NOTE: The key will expire on each on sign in!
Request permissions like location or email
Once you have their key, you can make a request to ask the user to see their email address or location (provided in Account Settings - Info). The location be used to provide tax rates for billing purposes.
Send the person to this URL structure. You do need to replace key TYPE and SENDBACK with your own data, unlike before due to formatting you only need base64 encoding to be url safe for the sendback url if you provide it.
Create a new URL using this structure and send them user to it: hey.cafe/request/permission/TYPE/KEY/SENDBACK
Data you need to provide:
| Information | Description |
|---|---|
| KEY | This is the key we sent back to you when you performed the sign-in request. |
| TYPE | This is the type of data you want. Options are: location, email, and all (provides both). |
| SENDBACK | The URL to send the user to when done. We will append ?key=KEY once again.
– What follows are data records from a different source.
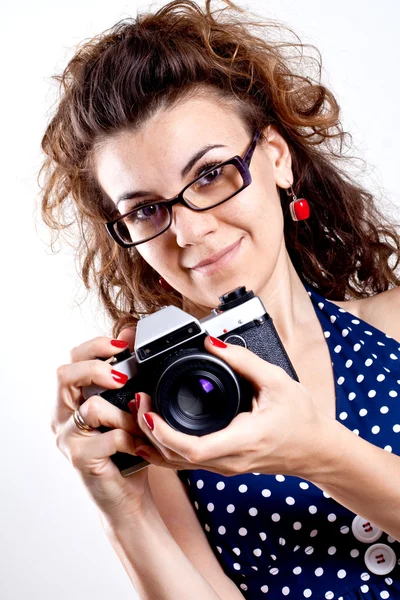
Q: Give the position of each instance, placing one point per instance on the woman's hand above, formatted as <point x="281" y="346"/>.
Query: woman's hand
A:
<point x="281" y="434"/>
<point x="89" y="452"/>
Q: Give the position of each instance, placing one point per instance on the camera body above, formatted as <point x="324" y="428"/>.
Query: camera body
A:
<point x="194" y="391"/>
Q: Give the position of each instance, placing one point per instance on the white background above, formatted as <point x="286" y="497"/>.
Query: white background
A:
<point x="51" y="543"/>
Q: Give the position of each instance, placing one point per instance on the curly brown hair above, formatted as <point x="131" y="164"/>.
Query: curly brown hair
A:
<point x="119" y="78"/>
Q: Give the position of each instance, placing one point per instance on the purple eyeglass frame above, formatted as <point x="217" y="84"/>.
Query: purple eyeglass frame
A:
<point x="242" y="165"/>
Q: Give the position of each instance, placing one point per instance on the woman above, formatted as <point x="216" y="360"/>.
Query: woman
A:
<point x="300" y="496"/>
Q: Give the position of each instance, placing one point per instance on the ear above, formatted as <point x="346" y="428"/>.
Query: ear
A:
<point x="279" y="156"/>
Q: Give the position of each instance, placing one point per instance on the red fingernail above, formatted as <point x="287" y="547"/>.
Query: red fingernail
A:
<point x="119" y="343"/>
<point x="142" y="454"/>
<point x="132" y="407"/>
<point x="216" y="342"/>
<point x="119" y="377"/>
<point x="148" y="419"/>
<point x="137" y="400"/>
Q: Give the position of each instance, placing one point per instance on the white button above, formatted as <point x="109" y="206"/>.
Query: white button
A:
<point x="380" y="559"/>
<point x="364" y="531"/>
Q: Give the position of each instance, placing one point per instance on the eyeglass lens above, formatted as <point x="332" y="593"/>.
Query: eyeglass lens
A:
<point x="212" y="188"/>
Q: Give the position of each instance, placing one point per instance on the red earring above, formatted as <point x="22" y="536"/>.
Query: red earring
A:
<point x="299" y="207"/>
<point x="165" y="285"/>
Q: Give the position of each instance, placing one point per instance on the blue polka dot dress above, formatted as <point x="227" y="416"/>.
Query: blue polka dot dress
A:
<point x="278" y="536"/>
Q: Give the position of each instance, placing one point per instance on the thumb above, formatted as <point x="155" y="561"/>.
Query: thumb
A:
<point x="258" y="371"/>
<point x="128" y="335"/>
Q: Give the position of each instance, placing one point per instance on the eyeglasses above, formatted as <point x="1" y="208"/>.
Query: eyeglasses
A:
<point x="212" y="188"/>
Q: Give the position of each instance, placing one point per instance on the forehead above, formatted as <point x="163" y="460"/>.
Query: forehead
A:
<point x="157" y="151"/>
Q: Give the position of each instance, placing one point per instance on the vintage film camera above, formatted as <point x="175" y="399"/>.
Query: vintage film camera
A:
<point x="194" y="391"/>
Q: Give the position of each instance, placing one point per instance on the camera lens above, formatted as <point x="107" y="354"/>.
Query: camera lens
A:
<point x="197" y="393"/>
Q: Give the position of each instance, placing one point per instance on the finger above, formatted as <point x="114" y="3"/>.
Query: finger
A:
<point x="259" y="372"/>
<point x="128" y="335"/>
<point x="103" y="347"/>
<point x="89" y="372"/>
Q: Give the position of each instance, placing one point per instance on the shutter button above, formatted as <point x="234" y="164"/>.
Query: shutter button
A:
<point x="380" y="559"/>
<point x="364" y="531"/>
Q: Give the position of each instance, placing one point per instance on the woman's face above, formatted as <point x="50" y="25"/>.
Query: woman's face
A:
<point x="242" y="239"/>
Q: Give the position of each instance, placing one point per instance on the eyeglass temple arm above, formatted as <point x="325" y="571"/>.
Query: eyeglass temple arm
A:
<point x="251" y="148"/>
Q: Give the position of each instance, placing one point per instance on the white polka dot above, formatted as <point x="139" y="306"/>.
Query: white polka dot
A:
<point x="276" y="517"/>
<point x="332" y="517"/>
<point x="344" y="529"/>
<point x="364" y="589"/>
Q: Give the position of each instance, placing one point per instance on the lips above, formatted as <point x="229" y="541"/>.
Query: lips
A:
<point x="215" y="257"/>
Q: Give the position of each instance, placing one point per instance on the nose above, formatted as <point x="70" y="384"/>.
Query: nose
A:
<point x="191" y="227"/>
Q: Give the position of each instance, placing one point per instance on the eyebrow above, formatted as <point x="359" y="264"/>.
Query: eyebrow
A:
<point x="186" y="169"/>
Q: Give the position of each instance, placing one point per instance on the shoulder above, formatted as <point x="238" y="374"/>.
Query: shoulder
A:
<point x="382" y="311"/>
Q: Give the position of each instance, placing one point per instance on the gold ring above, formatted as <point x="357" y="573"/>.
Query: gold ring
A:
<point x="80" y="423"/>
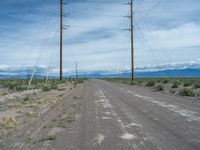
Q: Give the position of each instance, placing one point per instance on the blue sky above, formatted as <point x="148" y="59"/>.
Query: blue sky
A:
<point x="98" y="38"/>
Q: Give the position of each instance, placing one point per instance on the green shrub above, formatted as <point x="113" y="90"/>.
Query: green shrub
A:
<point x="187" y="92"/>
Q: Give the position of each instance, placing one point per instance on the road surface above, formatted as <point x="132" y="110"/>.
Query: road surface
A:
<point x="111" y="116"/>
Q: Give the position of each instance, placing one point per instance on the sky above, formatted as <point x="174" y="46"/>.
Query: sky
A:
<point x="97" y="37"/>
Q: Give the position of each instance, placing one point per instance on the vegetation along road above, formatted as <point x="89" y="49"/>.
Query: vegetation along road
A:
<point x="102" y="115"/>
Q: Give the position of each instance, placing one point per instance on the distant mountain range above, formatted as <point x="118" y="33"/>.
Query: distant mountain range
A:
<point x="126" y="74"/>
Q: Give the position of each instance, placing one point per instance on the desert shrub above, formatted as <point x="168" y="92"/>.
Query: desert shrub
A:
<point x="186" y="92"/>
<point x="172" y="91"/>
<point x="186" y="84"/>
<point x="196" y="85"/>
<point x="166" y="81"/>
<point x="45" y="88"/>
<point x="150" y="84"/>
<point x="175" y="84"/>
<point x="133" y="83"/>
<point x="159" y="87"/>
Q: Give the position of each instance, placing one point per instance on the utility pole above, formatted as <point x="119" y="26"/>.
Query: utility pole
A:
<point x="61" y="38"/>
<point x="76" y="70"/>
<point x="132" y="39"/>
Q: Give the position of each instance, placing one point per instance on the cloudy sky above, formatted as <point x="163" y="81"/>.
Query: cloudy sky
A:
<point x="166" y="32"/>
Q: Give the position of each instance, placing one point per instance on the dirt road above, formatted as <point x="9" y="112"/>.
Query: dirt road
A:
<point x="108" y="116"/>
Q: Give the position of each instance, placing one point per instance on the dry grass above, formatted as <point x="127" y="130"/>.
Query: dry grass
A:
<point x="10" y="122"/>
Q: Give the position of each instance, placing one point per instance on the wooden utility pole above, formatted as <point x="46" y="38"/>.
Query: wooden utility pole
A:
<point x="76" y="70"/>
<point x="132" y="39"/>
<point x="61" y="38"/>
We also append &permission=TYPE as a reminder for what was just requested. |
How to get data
You can get the data in the normal account_key check as a new variable will appear depending on the type of data requested. If the variables are not present in response_data, the permissions were either not granted or you did not ask for it.
- Email: - Will result in a new variable with the name
email. - Location: - Will have 2 variables. One is for the country and one is for the province/state. The data may have the value
falseif the user never set their location on Hey.Café inside Account Settings - Info.